We are non-profit, mostly voluntary health organization dedicate to raising public awareness , educating and supporting those affected by lupus, finding a cure, educating health care professionals, and promoting, encouraging and providing funds for Lupus research.
Carla Norris : Her story in her own words
My name is Carla Norris. I am 48 years old and was diagnosed with Lupus in 2008. My story is a lot like other lupus patients’ stories. I had been feeling poorly for years and years and was tested and tested, and told that there wasn’t anything wrong with me. Sound familiar? I finally started seeing a new family doctor and she referred me to a rheumatologist who immediately diagnosed me with lupus. My lupus mainly manifests itself in chronic gastrointestinal problems, as well as the “normal” lupus symptoms. I recently started the new drug, Benlysta, and am hoping that it greatly improves my health.

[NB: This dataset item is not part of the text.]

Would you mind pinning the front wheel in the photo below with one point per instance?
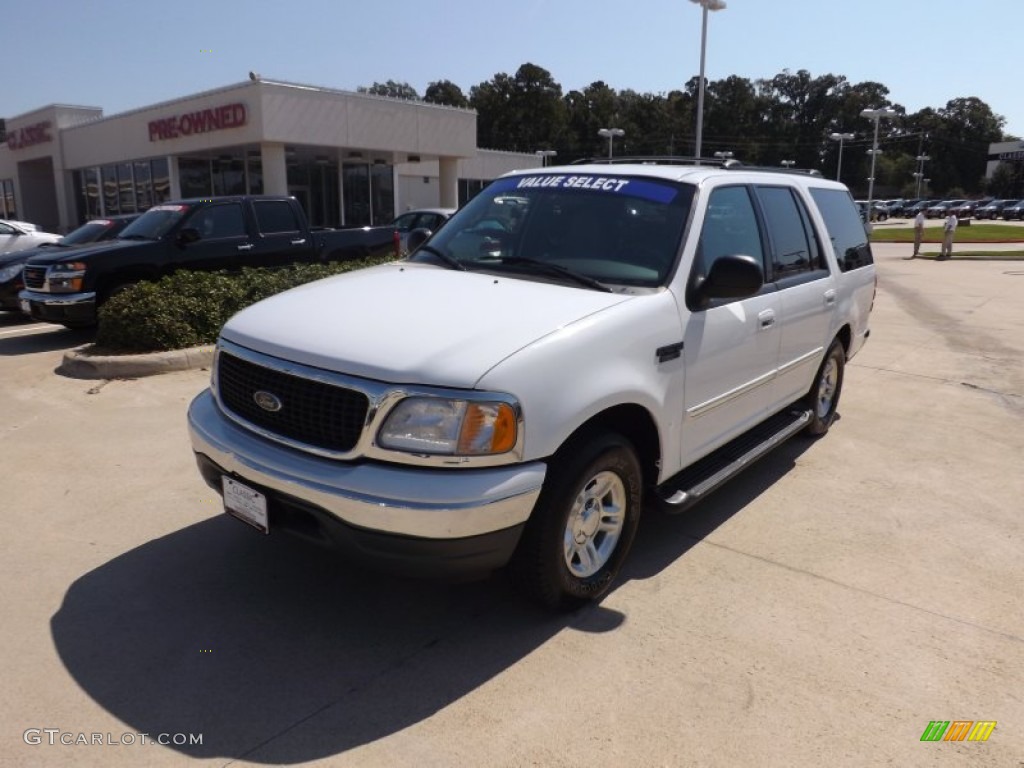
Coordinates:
(822, 399)
(584, 524)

In 2011, my next door neighbor, Emily, told me that she was going to walk in the Northern Cincinnati Lupus Walk and asked if I would like to do it with her. (She was also doing it for her mother-in-law, who also has lupus). I told her that that yes, I would like to do that, assuming I felt okay. I agreed that I would also get sponsors for our “team.” I ended up feeling good on that morning and walked with her! I have really good family and friends that sponsored me last year and this year. I plan on walking in this year’s Walk too barring any health issues.